Colin started to move on but had to fend his way around a trio screaming in midaisle. Alex moved up from the aisle’s other end, shoved them apart, and shouted loud enough to semidull the frenzy in three sets of red-rimmed eyes. “You duke it out on your own time! Right now I want a price. Dollars to anything! Any price! Now move!”
When they swung back into position, he drew Colin over with a jerk of his head. “What have you got?”
“Nothing. I’ve got nothing.” Colin hated having to admit defeat. “I tried every avenue I could. They’ve got the entire system blocked up tight as FEMA.”
“They didn’t catch you.”
“No. I was careful.”
Alex was talking loud, but the surrounding din swallowed his words almost before they reached Colin’s ear. “I did some calling of my own. The guys upstairs are buying as well. But take a careful look.”
Colin did so. Things were busy, but not chaotic. There was time for an occasional glance down below. He stiffened as he caught sight of the blond deadhead, the one who had planted a surveillance bug in his cubicle.
Alex scowled up at them. “Like vultures waiting for the kill.”
The call from the trading floor was so frantic Colin could not understand the problem, merely the urgent need. That it came at all was both good and bad. Good because it gave him the chance to rescue Eric. Bad because it started the clock ticking down to his own personal destruction.
He and another backroom techie made a frenzied effort to discover why the floor had suddenly lost contact with Bloomberg. The wire service was a key source, running approximately a half hour ahead of television news. The electronic read-board ran across the upper left wall, visible from every trading station. Anytime there was a significant development, the wire ran what was called a blast message, alerting the traders to breaking data. At least, that was the principle. In reality, multiple pages of information poured in constantly from the Bloomberg wire, from the television monitors tuned to the twenty-four-hour news services, from the phones, from the data passing across traders’ screens, or shouted from one desk to another. The trading floor consistently ran one step ahead of data meltdown.

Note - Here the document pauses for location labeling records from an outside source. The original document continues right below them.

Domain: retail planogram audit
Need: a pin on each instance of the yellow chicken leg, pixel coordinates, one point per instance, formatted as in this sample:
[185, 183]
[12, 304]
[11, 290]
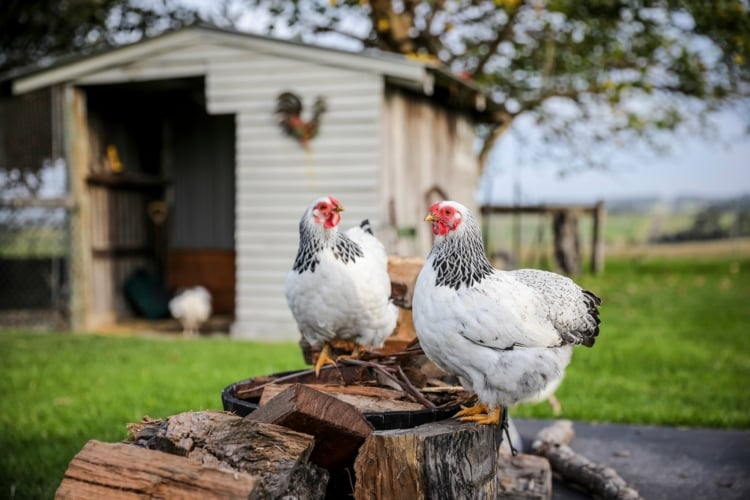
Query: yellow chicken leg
[480, 414]
[324, 358]
[355, 354]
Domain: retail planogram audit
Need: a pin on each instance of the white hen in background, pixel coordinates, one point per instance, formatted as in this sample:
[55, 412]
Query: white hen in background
[191, 307]
[507, 334]
[339, 288]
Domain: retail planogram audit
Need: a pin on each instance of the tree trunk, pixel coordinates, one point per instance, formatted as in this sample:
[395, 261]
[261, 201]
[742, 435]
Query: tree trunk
[122, 471]
[446, 459]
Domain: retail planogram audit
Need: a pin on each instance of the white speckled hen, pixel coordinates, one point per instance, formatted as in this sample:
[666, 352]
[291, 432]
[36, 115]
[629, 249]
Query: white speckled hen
[339, 286]
[507, 334]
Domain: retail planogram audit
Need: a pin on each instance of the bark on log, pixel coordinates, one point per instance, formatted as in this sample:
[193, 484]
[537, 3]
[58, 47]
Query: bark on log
[339, 429]
[277, 455]
[121, 471]
[599, 480]
[446, 459]
[567, 242]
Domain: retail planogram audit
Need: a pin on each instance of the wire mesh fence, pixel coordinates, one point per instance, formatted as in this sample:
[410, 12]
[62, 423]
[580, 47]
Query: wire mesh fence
[34, 263]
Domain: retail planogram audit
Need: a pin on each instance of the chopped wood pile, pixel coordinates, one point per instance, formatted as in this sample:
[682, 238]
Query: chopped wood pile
[377, 427]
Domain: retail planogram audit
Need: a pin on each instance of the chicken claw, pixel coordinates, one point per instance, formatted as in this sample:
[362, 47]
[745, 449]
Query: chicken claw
[324, 358]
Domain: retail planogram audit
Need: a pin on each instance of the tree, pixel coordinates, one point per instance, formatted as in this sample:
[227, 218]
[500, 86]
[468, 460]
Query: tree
[593, 72]
[36, 31]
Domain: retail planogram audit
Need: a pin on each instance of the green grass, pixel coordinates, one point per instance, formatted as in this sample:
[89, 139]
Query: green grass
[60, 390]
[674, 349]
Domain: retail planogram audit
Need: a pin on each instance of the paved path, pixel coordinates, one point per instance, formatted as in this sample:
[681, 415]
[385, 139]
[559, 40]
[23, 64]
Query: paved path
[662, 463]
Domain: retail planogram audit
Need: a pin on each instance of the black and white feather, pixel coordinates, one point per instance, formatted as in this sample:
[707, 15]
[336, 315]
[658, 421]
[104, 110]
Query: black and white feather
[507, 334]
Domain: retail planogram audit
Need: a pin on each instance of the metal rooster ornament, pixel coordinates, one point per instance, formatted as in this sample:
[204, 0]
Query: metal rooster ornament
[289, 117]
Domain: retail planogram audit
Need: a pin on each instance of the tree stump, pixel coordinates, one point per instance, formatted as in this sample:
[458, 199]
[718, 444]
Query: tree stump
[120, 471]
[446, 459]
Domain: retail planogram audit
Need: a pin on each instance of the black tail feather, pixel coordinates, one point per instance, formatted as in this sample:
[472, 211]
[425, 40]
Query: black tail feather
[366, 227]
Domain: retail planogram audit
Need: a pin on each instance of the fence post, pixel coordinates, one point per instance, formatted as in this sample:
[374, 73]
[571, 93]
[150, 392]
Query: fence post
[597, 249]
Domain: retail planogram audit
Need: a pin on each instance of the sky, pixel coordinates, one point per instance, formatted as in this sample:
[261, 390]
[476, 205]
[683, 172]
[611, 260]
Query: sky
[692, 165]
[716, 168]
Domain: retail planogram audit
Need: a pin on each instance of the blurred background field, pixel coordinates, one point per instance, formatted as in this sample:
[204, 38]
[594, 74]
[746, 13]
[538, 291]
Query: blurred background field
[674, 350]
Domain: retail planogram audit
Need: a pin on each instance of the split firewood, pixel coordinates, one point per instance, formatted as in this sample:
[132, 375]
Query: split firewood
[123, 472]
[600, 480]
[446, 459]
[339, 428]
[278, 456]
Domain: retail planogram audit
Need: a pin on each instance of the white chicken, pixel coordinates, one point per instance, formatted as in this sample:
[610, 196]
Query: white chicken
[339, 288]
[191, 307]
[508, 335]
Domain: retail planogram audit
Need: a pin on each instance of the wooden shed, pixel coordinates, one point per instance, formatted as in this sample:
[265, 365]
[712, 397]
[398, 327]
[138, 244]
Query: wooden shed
[177, 164]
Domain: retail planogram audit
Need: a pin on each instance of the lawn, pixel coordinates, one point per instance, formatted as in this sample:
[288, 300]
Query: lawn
[674, 350]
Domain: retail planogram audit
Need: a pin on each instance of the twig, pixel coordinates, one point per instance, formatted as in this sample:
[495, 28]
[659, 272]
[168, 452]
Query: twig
[409, 389]
[601, 481]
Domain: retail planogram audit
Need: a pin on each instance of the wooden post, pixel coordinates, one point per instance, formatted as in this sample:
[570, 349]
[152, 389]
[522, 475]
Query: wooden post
[124, 472]
[597, 244]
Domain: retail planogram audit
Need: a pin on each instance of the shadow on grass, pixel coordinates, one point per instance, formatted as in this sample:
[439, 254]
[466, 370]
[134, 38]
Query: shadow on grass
[32, 468]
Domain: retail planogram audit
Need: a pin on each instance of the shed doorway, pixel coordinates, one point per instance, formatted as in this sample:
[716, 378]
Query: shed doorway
[161, 186]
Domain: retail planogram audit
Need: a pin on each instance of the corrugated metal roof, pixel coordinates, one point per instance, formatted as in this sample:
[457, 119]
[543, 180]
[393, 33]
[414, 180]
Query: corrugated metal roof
[399, 70]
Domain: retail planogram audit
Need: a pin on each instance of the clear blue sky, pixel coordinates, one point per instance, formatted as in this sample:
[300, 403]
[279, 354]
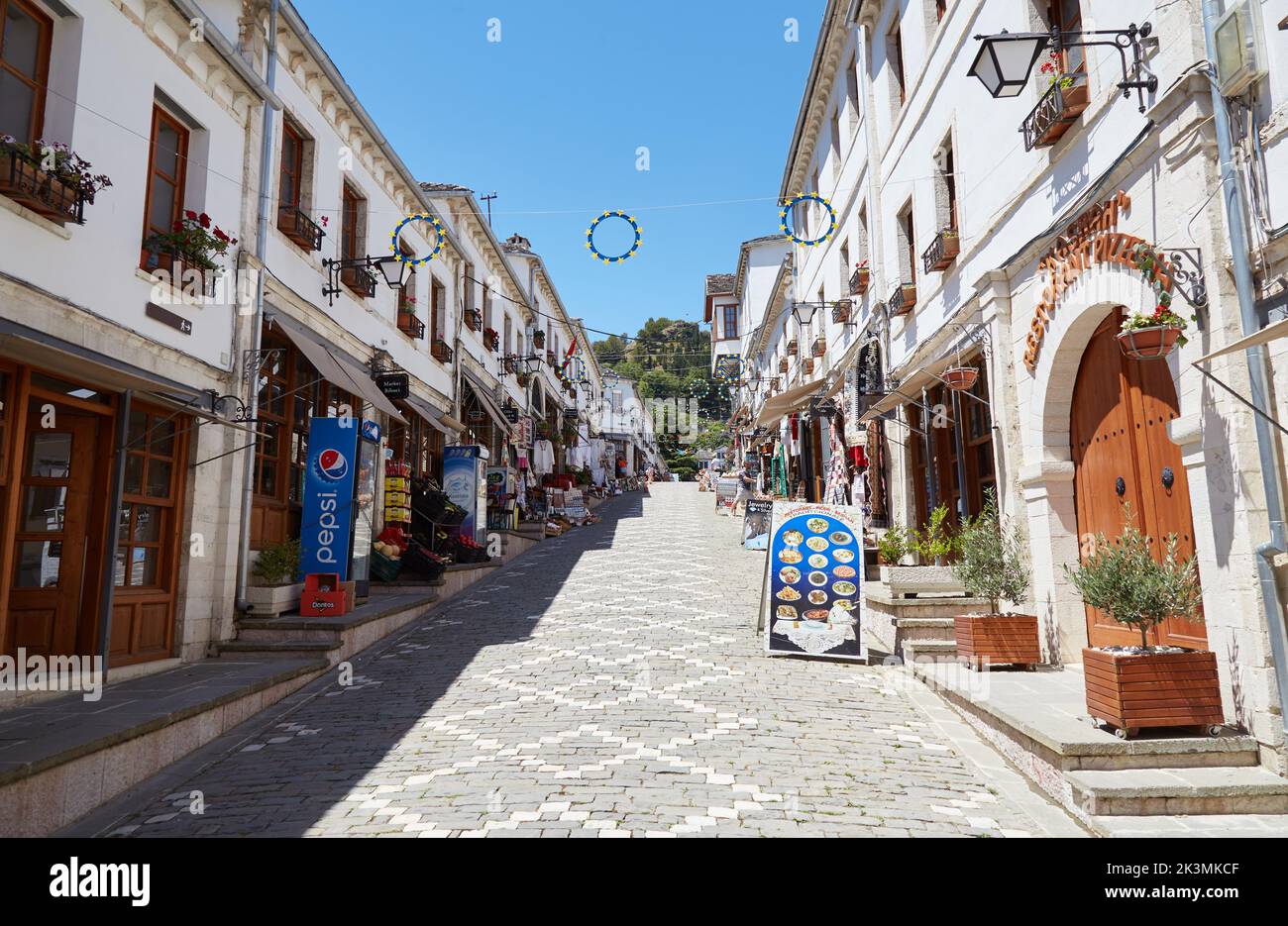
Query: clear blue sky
[552, 115]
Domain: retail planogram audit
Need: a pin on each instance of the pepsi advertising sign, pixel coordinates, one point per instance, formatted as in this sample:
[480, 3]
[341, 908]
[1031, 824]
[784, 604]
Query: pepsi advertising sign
[326, 528]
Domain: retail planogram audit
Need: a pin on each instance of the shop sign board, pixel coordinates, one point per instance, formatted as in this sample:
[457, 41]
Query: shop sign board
[326, 527]
[394, 385]
[812, 573]
[755, 523]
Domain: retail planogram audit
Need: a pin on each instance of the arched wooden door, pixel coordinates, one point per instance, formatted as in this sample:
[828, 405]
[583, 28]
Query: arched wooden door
[1122, 454]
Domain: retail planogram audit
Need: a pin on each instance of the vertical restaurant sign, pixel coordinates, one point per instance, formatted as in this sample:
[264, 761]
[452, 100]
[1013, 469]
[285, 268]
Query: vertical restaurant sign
[810, 600]
[755, 523]
[326, 526]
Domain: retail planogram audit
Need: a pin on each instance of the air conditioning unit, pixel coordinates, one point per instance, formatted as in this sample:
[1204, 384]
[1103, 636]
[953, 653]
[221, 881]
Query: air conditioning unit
[1240, 48]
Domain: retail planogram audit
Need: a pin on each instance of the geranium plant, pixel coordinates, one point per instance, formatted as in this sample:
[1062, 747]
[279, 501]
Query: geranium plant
[1125, 579]
[196, 239]
[1052, 71]
[60, 161]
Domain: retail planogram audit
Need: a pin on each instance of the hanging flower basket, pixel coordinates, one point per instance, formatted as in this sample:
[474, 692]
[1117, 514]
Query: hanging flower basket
[1150, 344]
[960, 378]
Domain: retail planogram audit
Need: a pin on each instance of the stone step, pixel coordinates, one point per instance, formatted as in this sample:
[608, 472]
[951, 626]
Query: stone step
[928, 650]
[291, 648]
[935, 629]
[1205, 789]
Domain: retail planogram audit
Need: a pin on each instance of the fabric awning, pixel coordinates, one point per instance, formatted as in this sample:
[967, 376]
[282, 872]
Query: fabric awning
[787, 402]
[437, 419]
[485, 398]
[1267, 334]
[335, 365]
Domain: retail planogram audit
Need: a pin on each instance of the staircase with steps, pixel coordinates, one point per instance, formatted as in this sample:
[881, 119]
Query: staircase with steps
[1153, 784]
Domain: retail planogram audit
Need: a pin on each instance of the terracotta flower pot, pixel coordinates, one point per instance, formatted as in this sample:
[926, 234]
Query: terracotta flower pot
[1149, 344]
[997, 639]
[1132, 691]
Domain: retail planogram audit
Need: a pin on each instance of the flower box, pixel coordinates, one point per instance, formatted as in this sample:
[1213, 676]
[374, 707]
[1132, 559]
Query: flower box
[960, 378]
[410, 325]
[996, 639]
[1133, 690]
[188, 278]
[903, 299]
[1149, 344]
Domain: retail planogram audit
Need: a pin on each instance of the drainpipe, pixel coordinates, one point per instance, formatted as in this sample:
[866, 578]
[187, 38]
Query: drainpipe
[266, 159]
[114, 535]
[1257, 376]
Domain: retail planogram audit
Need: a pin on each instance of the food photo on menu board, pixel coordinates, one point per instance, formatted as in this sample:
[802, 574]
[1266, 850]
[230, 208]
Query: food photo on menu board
[812, 581]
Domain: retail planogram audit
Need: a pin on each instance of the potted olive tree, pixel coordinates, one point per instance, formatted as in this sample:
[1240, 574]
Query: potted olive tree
[931, 544]
[1132, 688]
[991, 565]
[274, 588]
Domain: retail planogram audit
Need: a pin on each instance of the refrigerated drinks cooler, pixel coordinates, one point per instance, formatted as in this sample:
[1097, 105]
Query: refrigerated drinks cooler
[338, 524]
[465, 483]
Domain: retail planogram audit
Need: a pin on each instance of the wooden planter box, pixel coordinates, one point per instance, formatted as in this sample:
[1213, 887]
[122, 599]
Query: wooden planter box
[997, 638]
[1133, 691]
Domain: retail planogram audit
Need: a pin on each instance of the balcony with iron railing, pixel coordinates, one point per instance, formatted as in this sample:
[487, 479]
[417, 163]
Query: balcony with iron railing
[1059, 108]
[58, 198]
[299, 227]
[943, 252]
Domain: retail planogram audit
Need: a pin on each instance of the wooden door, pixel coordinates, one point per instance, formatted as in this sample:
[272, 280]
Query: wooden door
[1122, 454]
[50, 562]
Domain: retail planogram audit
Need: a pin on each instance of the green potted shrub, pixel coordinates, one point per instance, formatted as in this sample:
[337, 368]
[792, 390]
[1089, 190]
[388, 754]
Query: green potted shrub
[931, 544]
[1149, 685]
[274, 587]
[991, 565]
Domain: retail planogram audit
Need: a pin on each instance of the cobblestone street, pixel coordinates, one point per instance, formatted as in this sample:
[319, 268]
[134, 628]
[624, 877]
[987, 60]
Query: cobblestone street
[609, 682]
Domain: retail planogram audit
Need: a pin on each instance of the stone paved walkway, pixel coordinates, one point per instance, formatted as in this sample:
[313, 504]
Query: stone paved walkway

The junior techie held Colin’s ladder and handed up tools as he refitted the jacks, which had somehow been yanked completely free. The floor gave him a raucous cheer as the news began racing again at normal speed. Alex then turned on the hoot’n’holler, the PA system that broadcast to the entire floor, and said what he did about that time every day, “All right, listen up, gang. Let’s take a moment for the midmorning catch-up.”
Colin tuned out the summary of currency positions and interest-rate spreads, followed by Alex’s slant on what effect the current news would have on later-day positions. But every trader on the floor took careful notes, their attention focused on incoming ammo.
From his position on the ladder, Colin was the only person on the floor to spot the four faces moving to the balcony’s glass wall.
One face belonged to the deadhead, Brant Anker, minus shades. Another trader stood to one side. Jim Burke, the Unabomber, stood beside the mystery trader. To the deadhead’s other side was the senior security man, Dale Crawford. The unknown trader was pointing down at the floor and talking volubly. The security chief said something in response. Another security guard moved up alongside Crawford. All attention was focused upon one desk on the trading floor. Colin did not need to turn around to know what they saw.